1. Elektrolyseprodukte

Die Erzeugung stromintensiver Elektrolyseprodukte wie Natronlauge und Kalilauge ist durch die Koppelung von Gas- und Strompreis indirekt von den steigenden Energiekosten für Gas betroffen.
 

2. Schwefelsäure

Die Herstellung von Schwefelsäure erfolgt im energieaufwendigen Doppelkontaktverfahren. Als einer der wichtigsten Rohstoffe in der chemischen Technologie würde sich eine weitere Verknappung gravierend auf zahlreiche Industrien auswirken.
 

3. Stickstoffprodukte

Ammonium als Basis von Stickstoffprodukten ist im Herstellungsprozess direkt von Erdgas abhängig. Erste Preisanstiege bei Stickstoffprodukten von mehr als 40 Prozent sind bereits zu verzeichnen. Sollte es als Folge der hohen Gaspreise zu Produktionsausfällen bei der Ammonium- und Harnstoffproduktion kommen, wirkt sich dies unmittelbar auf die Herstellung von AdBlue aus. Weiter gedacht, würde es zu einer massiven Einschränkung des LKW-Verkehrs kommen.

Ohne Stickstoffprodukte könnten auch keine Düngemittel mehr produziert werden. Der steigende Erdgaspreis führt bereits jetzt zu einer Reduzierung der Düngemittelproduktion und lässt die Preise von Nahrungsmitteln steigen. In Kombination mit dem Phosphorsäure-Mangel bedeutet dies eine zusätzliche Belastung für die Düngemittelindustrie.

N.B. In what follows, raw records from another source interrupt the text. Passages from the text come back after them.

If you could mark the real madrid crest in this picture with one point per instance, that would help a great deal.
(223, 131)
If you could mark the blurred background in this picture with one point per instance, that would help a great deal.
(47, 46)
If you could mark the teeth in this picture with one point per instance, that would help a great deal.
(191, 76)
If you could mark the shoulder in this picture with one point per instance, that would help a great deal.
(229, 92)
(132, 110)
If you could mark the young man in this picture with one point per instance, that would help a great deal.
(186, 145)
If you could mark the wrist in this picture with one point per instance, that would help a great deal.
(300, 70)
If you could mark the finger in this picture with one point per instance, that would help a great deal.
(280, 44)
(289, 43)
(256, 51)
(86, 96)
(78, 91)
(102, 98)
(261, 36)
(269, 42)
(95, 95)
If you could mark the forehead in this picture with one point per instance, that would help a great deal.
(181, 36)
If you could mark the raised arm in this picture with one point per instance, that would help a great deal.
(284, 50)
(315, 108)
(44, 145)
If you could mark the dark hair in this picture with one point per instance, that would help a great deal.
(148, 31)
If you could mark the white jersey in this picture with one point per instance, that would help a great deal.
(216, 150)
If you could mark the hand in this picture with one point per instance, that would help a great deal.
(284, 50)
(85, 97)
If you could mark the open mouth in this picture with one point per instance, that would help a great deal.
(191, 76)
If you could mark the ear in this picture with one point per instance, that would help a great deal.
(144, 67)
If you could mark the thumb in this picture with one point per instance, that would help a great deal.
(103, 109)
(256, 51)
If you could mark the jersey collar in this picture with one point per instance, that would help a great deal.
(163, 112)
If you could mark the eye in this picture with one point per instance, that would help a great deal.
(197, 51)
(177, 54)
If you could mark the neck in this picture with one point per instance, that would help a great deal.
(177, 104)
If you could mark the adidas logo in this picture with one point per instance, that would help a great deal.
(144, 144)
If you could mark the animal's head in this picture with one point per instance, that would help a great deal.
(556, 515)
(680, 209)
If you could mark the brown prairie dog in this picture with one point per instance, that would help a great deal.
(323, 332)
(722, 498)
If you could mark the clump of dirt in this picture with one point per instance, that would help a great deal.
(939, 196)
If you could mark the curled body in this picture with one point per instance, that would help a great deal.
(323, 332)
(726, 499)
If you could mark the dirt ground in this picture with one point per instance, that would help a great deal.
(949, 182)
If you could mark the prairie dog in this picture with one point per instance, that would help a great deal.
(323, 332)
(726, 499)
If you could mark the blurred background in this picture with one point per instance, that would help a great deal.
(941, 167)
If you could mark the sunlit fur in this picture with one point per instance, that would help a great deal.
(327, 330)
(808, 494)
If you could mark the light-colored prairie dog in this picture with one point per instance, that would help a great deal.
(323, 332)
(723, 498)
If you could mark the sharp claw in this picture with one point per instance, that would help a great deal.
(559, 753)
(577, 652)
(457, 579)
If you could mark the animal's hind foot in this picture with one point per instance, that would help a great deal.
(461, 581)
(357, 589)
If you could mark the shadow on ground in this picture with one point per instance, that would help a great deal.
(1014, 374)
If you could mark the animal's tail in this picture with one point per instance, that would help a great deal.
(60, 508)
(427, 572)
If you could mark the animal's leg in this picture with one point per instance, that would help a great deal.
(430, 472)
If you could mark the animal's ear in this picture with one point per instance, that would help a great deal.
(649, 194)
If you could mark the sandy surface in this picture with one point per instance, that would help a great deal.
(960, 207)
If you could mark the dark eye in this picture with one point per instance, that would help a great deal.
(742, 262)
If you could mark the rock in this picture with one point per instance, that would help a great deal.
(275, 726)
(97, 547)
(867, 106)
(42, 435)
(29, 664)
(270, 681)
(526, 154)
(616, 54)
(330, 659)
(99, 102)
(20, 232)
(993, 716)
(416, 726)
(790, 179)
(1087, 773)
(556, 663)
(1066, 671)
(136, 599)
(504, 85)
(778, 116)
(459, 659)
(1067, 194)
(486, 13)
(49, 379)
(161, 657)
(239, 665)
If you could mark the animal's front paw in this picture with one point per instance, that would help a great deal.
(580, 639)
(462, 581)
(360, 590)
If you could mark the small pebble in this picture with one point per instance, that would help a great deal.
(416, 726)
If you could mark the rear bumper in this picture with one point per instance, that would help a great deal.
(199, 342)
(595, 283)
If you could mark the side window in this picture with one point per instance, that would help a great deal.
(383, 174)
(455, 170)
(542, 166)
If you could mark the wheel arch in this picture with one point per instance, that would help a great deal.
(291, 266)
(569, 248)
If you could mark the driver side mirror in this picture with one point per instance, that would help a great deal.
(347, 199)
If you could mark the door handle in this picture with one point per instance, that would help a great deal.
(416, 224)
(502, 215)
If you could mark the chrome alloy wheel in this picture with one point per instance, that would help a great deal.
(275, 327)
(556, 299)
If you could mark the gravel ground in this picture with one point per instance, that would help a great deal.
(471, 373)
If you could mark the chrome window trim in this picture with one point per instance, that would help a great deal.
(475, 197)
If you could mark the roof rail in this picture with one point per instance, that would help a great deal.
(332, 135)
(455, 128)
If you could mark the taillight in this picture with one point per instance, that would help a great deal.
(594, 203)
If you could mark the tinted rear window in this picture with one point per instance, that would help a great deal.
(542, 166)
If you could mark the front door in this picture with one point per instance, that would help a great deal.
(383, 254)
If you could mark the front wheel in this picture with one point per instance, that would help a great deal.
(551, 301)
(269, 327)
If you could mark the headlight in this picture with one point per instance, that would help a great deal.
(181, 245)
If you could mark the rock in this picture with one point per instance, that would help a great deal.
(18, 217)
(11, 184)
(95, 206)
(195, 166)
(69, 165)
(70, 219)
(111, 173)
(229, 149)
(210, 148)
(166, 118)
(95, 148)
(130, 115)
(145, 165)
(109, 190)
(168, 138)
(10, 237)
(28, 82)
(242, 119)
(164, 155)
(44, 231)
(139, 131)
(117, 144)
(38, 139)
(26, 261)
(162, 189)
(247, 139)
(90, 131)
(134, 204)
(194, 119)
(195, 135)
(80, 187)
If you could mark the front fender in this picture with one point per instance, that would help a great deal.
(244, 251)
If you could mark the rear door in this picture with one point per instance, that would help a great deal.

Hinzu kommt, dass die EU etwa 30 Prozent ihrer Düngemittel aus Russland bezieht. Russland ist einer der weltweit wichtigsten Exporteure von Düngemitteln und wichtiger Vorprodukte. So werden in Russland 23 Prozent des weltweiten Ammoniaks und 14 Prozent des Harnstoffes hergestellt Außerdem fördert Russland 21 Prozent der weltweiten Kalisalze.
 

 

Feedstock für petrochemische Produktion in Europa gefährdet

Die Ukraine-Krise hat nicht nur steigende Energiepreise zur Folge, sondern könnte auch die petrochemische Produktion in Europa ernsthaft bedrohen. Das derzeit diskutierte Embargo von Öl und Gas aus Russland würde die Raffinerien in Europa hart treffen. Mehrere Pipelines wären gleichzeitig davon betroffen.
 

1. Gas-Pipelines

Mit einem Schlag kämen die Gaslieferungen von mindestens drei maßgeblichen Gas-Pipelines (Jamal Europa, Nord Stream 1, Bratstvo/Urengoj-Uzhgorod) zum Erliegen. Möglicherweise würde es auch zum Stillstand der Progress- und Turkish Stream-Pipeline kommen.


2. Ölpipeline

Die Rohöllieferungen über die Druschba-Pipeline wären im Falle eines Embargos ebenfalls unterbrochen. 

 

3. Raffinerien stehen im Falle eines Embargo stil

Sämtliche Raffinerien in Ungarn, der Slowakei, der Tschechischen Republik, Polen, Ostdeutschland (Leuna) und Österreich erhielten keinen Feedstock mehr für die Erzeugung von Petrochemikalien aus Erdgas und Erdöl. Die Versorgung großer Teile Europas mit Basischemikalien wäre damit massiv unter Druck. Gleichzeitig würden mit einem Embargo vermutlich auch alle Grundchemikalien wie Anorganika und Petrochemikalien wegfallen, die aus Russland importiert werden. 
 

Keine Petrochemikalien – keine Chemieproduktion

Das Kappen der Ergas- und Erdöllieferungen aus Russland würde sich unmittelbar auf die Verfügbarkeit von Benzinen/Hydrocarbons und zahlreiche weitere organische Synthesegrundstoffe auswirken. Das wäre aber nur der Beginn, denn fast alle chemischen Prozesse basieren heute auf petrochemischen Grundstoffen (siehe: Flowchart Petrochemie).
 

1. Engpässe bei Olefinen

Insbesondere bei Ethylen und Propylen ist mit Einschränkungen zu rechnen. Laut ICIS-Daten sind für 2022 voraussichtlich 2,79 Mio. Tonnen Ethylen (11 Prozent der gesamten europäischen Kapazität) und 2,34 Mio. Tonnen Propylen (12 Prozent der gesamten europäischen Kapazität) auf Raffinerien entlang der Druschba-Pipeline angewiesen. Obwohl einige alternative Rohölquellen beschafft werden könnten, ist es unwahrscheinlich, dass normale Betriebsniveaus aufrechterhalten werden könnten.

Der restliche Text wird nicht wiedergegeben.